Manila. Before crossing the railroad track, he stopped for a while then proceeded
accordingly.
• Unfortunately, just as Amores was at the intersection, a Philippine National
Railways train turned up and collided with the car. At the time of the mishap, there
was neither a signal nor a crossing bar at the intersection to warn motorists of an
approaching train.
• Aside from the railroad track, the only visible warning sign at that
time was the defective standard signboard STOP, LOOK and LISTEN wherein
the sign Listen was lacking while that of Look was bent. No whistle blow from the
train was likewise heard before it finally bumped the car of Amores.
• After impact, the car was dragged about ten meters beyond the center of the
crossing. Amores died as a consequence thereof.

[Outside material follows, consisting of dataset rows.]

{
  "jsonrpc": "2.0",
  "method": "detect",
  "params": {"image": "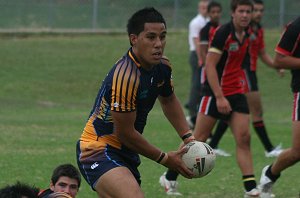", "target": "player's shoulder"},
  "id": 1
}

[161,56,172,70]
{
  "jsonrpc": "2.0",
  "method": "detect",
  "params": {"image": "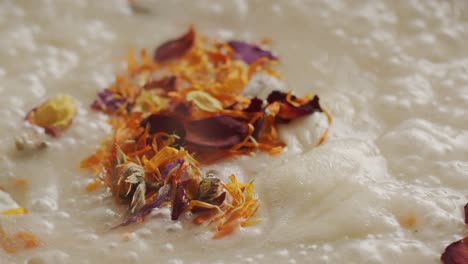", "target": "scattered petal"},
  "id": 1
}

[244,97,263,113]
[91,89,126,112]
[26,95,77,136]
[154,28,195,62]
[463,203,468,225]
[143,75,177,91]
[185,115,248,148]
[186,91,223,112]
[159,159,184,180]
[171,181,188,220]
[267,91,323,122]
[228,41,278,64]
[440,237,468,264]
[113,184,171,229]
[141,114,185,138]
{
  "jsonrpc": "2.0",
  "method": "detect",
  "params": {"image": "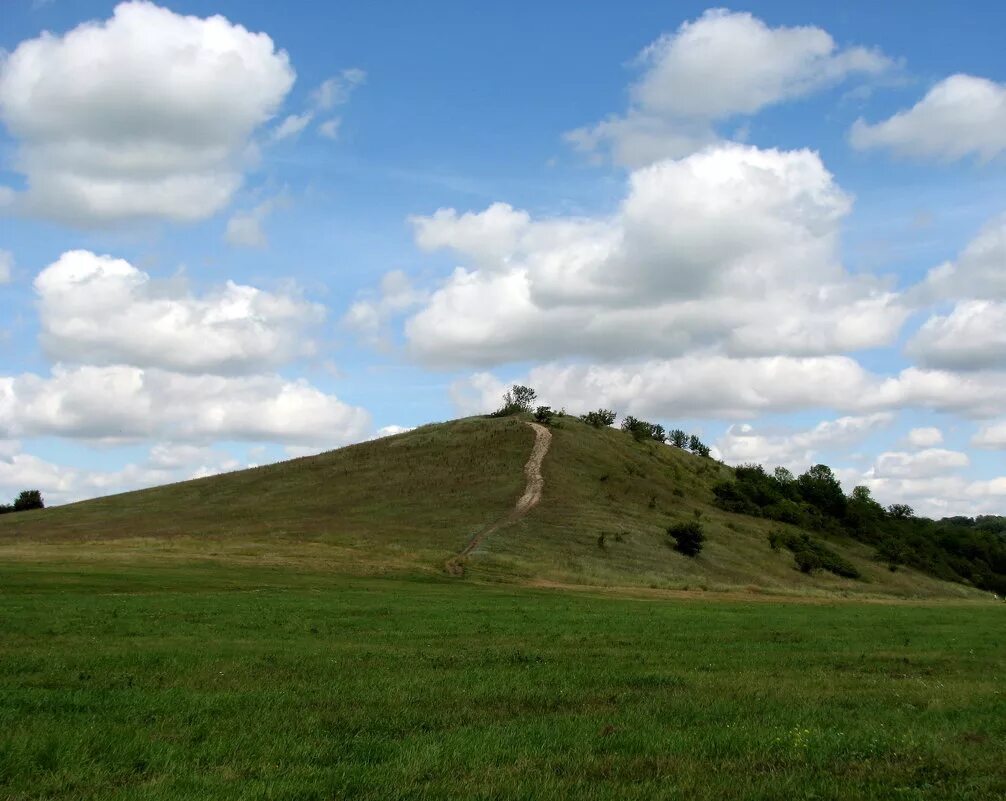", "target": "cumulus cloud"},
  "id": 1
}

[905,427,943,448]
[0,365,370,446]
[971,420,1006,451]
[906,215,1006,370]
[405,145,906,366]
[713,412,894,471]
[223,195,288,249]
[34,251,324,373]
[342,270,427,347]
[907,301,1006,370]
[0,0,294,225]
[567,9,893,166]
[272,66,367,142]
[0,443,244,506]
[849,74,1006,161]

• On July 22, 1992, the heirs of Amores, consisting of his surviving wife
and six children, herein respondents, filed a Complaint for Damages against
petitioners PNR and Virgilio J. Borja, PNRs locomotive driver at the time of the
incident, before the RTC of Manila.
• In their complaint, respondents averred that the trains’ speedometer was
defective, and that the petitioners’ negligence was the proximate cause of the
mishap for their failure to take precautions to prevent injury to persons and property
despite the dense population in the vicinity. They then prayed for actual and moral
damages, as well as attorney’s fees.
Issue:
Whether or not there was negligence on the part of the petitioners.
Ruling:
Yes. Negligence has been defined as the failure to observe for the protection of the
interests of another person that degree of care, precaution, and vigilance, which the
circumstances justly demand, whereby such other person suffers injury. The petitioners
were negligent when the collision took place. The transcript of stenographic notes
reveals that the train was running at a fast speed because notwithstanding the
application of the ordinary and emergency brakes, the train still dragged the car some distance
away from the point of impact. Evidence likewise unveils the inadequate precautions taken
by petitioner PNR to forewarn the public of the impending danger. Aside from not having any
crossing bar, no flagman or guard to man the intersection at all times was posted on the day of
the incident. A reliable signaling device in good condition, not just a dilapidated Stop,
Look and Listen signage because of many years of neglect, is needed to give notice to the
public.
The failure of the PNR to put a cross bar, or signal light, flagman or switchman, or
semaphore is evidence of negligence and disregard of the safety of the public, even if there is no
law or ordinance requiring it, because public safety demands that said device or equipment be
installed. Article 2180 of the New Civil Code discusses the liability of the employer
once negligence or fault on the part of the employee has been established. The employer is
actually liable on the assumption of “juris tantum” that the employer failed to exercise
“diligentissimi patris families” in the selection and supervision of its employees. The liability is
primary and can only be negated by showing due diligence in the selection and supervision of the
employee, a factual matter that has not been demonstrated. Even the existence of hiring
procedures and supervisory employees cannot be incidentally invoked to overturn the
presumption of negligence on the part of the employer.